Fa gaffe anche sull’anarchico Pinelli, il sindaco Giuseppe Sala (“Pinelli è uno degli strascichi della strage”, ha detto maldestramente il 12 dicembre in piazza Fontana, prima di aggiungere pure che “lo sciopero è probabilmente sbagliato” ed essere sommerso dai fischi). Intanto continua a incassare colpi su San Siro. Si sono schierati contro l’abbattimento dello stadio Meazza anche Gianni Rivera e Sandro Mazzola. E Vasco Rossi ha celebrato sui social la “Scala del calcio” in cui ha tenuto concerti memorabili.
Stanno per partire un ricorso al Tar contro la delibera di giunta che regala la dichiarazione di “interesse pubblico” a un’operazione in cui si vede soltanto l’interesse privato di due società estere che vogliono fare un affare immobiliare; e un esposto alla Corte dei conti per danno erariale subìto dal Comune di Milano e provocato dalle scelte del sindaco. Stasera, poi, 17 dicembre, succederà una cosa che a Milano non si vedeva da tempo: ci sarà un’assemblea cittadina che darà il via alla campagna per il referendum contro l’abbattimento del Meazza.
In questo clima, Sala comincia a mostrare segni di nervosismo. Ubriacato dalla vittoria elettorale al primo turno (ma lo ha votato soltanto un quarto dei milanesi, con astensionismo record), ha sottovalutato il problema San Siro.

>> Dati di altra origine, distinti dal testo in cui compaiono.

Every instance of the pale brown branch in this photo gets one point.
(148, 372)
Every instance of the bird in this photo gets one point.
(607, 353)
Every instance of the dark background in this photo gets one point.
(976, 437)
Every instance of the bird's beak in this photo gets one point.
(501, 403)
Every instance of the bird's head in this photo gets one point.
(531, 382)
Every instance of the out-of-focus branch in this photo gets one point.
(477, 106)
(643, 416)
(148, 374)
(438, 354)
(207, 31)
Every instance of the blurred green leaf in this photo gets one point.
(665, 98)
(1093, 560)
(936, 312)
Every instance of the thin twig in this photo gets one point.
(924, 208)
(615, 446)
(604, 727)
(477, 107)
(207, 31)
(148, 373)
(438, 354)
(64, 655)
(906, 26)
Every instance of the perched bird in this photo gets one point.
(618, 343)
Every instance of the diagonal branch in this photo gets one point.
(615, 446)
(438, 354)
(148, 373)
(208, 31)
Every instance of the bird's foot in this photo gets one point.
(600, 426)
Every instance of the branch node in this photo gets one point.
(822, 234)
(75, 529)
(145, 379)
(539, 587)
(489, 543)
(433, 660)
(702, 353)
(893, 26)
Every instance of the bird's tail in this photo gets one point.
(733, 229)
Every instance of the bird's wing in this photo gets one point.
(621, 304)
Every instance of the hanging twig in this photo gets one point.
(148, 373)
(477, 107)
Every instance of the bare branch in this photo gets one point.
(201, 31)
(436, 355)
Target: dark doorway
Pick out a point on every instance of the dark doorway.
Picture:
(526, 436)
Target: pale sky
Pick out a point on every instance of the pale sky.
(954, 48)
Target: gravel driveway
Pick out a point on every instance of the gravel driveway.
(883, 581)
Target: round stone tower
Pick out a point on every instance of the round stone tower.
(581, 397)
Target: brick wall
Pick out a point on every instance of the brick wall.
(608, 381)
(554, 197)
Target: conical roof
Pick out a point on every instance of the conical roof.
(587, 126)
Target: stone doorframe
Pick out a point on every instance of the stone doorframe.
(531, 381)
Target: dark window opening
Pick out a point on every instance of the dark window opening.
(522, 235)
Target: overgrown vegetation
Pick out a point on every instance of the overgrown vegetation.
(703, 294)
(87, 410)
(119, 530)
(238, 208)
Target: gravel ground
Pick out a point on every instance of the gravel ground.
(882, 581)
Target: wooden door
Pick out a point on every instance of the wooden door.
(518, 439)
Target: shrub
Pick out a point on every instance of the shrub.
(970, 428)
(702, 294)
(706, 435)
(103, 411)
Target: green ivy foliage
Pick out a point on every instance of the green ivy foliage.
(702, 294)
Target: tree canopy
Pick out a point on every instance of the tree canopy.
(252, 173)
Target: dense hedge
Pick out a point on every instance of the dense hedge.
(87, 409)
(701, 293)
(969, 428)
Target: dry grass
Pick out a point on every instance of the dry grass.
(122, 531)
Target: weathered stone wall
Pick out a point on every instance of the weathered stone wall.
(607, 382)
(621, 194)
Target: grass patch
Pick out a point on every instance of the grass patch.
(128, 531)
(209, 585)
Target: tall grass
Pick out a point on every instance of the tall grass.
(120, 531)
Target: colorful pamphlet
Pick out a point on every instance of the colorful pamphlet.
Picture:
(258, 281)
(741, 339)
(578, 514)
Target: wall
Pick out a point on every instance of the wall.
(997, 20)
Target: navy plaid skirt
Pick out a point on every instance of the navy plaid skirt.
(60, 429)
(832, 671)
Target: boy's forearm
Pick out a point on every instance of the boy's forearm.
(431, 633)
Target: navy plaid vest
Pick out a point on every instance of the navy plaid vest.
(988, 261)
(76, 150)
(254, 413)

Il Meazza è in buona salute: ha tutti i requisiti Uefa, è stato confermato idoneo per altri dieci anni, è candidato a ospitare la cerimonia d’apertura delle olimpiadi 2026.

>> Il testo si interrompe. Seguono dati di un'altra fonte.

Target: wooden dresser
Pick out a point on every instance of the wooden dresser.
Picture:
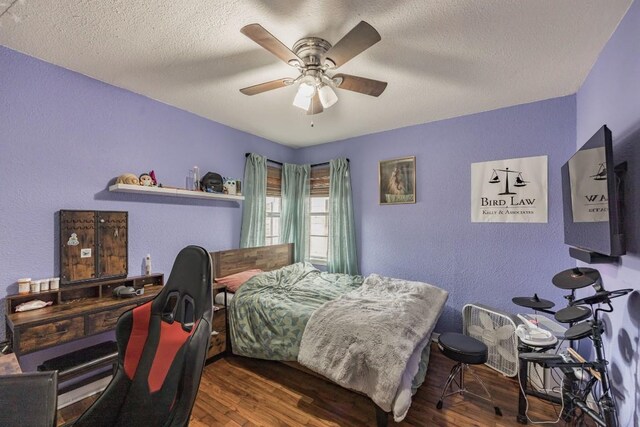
(77, 311)
(219, 337)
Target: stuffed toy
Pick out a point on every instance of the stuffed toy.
(145, 180)
(127, 178)
(229, 186)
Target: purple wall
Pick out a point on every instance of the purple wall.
(611, 95)
(434, 240)
(66, 136)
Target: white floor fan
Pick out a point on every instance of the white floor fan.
(497, 330)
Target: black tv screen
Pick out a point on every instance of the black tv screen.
(591, 205)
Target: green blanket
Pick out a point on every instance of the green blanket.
(269, 312)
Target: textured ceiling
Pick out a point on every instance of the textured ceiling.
(441, 58)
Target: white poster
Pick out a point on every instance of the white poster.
(589, 193)
(512, 190)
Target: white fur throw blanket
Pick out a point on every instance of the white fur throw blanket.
(366, 339)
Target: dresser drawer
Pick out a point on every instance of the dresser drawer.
(218, 343)
(54, 333)
(105, 320)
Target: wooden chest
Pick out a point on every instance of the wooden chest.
(93, 245)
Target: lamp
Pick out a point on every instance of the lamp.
(327, 96)
(308, 87)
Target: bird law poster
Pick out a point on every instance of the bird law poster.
(512, 190)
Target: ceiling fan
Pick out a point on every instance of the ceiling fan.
(314, 57)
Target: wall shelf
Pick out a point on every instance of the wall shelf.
(172, 192)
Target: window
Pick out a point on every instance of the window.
(274, 204)
(319, 233)
(319, 215)
(318, 211)
(273, 221)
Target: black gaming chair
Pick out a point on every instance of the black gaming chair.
(162, 347)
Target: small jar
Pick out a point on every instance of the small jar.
(23, 285)
(35, 286)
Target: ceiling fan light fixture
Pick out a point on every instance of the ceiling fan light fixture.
(307, 89)
(327, 96)
(301, 100)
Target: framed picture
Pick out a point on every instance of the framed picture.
(397, 181)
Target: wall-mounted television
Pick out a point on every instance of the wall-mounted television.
(592, 201)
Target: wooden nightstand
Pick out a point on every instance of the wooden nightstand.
(218, 342)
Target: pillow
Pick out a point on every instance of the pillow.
(234, 281)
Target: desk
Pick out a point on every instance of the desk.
(77, 311)
(9, 364)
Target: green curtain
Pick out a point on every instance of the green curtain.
(294, 219)
(342, 231)
(254, 212)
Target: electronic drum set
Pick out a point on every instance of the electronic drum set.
(576, 311)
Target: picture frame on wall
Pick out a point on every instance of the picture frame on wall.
(397, 181)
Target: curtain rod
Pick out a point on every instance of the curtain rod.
(280, 163)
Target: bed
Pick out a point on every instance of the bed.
(337, 326)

Potrebbe essere eventualmente arricchito (vedi progetto Aceti-Magistretti) costruendo al posto del terzo anello una galleria con 30 mila metri quadrati di spazi commerciali, ricreativi, ristoranti eccetera: gli stessi previsti nel progetto di nuovo stadio (che costerebbe più del doppio) e con lo stesso rendimento per gli investitori. Questo dimostra che al Meazza non si può applicare la legge sugli stadi, che scatta soltanto in caso di impianti irrecuperabili.
Se poi i club vogliono costruirsi uno stadio nuovo, lo facciano pure: ma non su terreni pubblici e a nostre spese. Quello che le attuali proprietà di Milan (il fondo americano Elliott) e Inter (i cinesi di Suning) vogliono è incassare al più presto i diritti volumetrici a costruire attorno allo stadio grattacieli, uffici, spazi commerciali e ricreativi, per risanare così i loro conti pesantemente in passivo e poi vendere le squadre.
Il progetto dello stadio è solo un innesco, uno specchietto per le allodole, un imbroglio: serve alle due società straniere soltanto per ottenere – grazie alla complicità di Sala – quei diritti volumetrici. È un’operazione immobiliare e finanziaria, non sportiva. È di fatto un aiuto pubblico a due società private estere. E l’Unione europea non è contraria agli aiuti pubblici e ai salvataggi di Stato? È anche un danno erariale: dal Meazza, il Comune incassa 10 milioni l’anno d’affitto; dal nuovo stadio otterrebbe una rata annua di 2,7 milioni.
Ma poi: Milano ha davvero bisogno di un ennesimo distretto terziario e commerciale (da costruire attorno allo stadio per finanziare l’operazione), nell’era dell’e-commerce e dello smart working? La “transizione ecologica” di Sala si fa continuando il consumo di suolo e la cementificazione delle aree verdi? Si fa abbattendo un edificio che è patrimonio comunale (oltre che un simbolo della città), provocando per almeno due anni 230 mila viaggi di camion inquinanti (200 al giorno) e accumulando 180 mila metri cubi di macerie da smaltire chissà dove? Si fa riducendo il verde attuale dell’area (5,5 ettari) ai 2,6 ettari del nuovo progetto (il resto è verde di copertura di tetti, aiuole e terrazzi). Decidano i milanesi: il referendum è la strada giusta per scegliere il futuro del Meazza e dell’area di San Siro.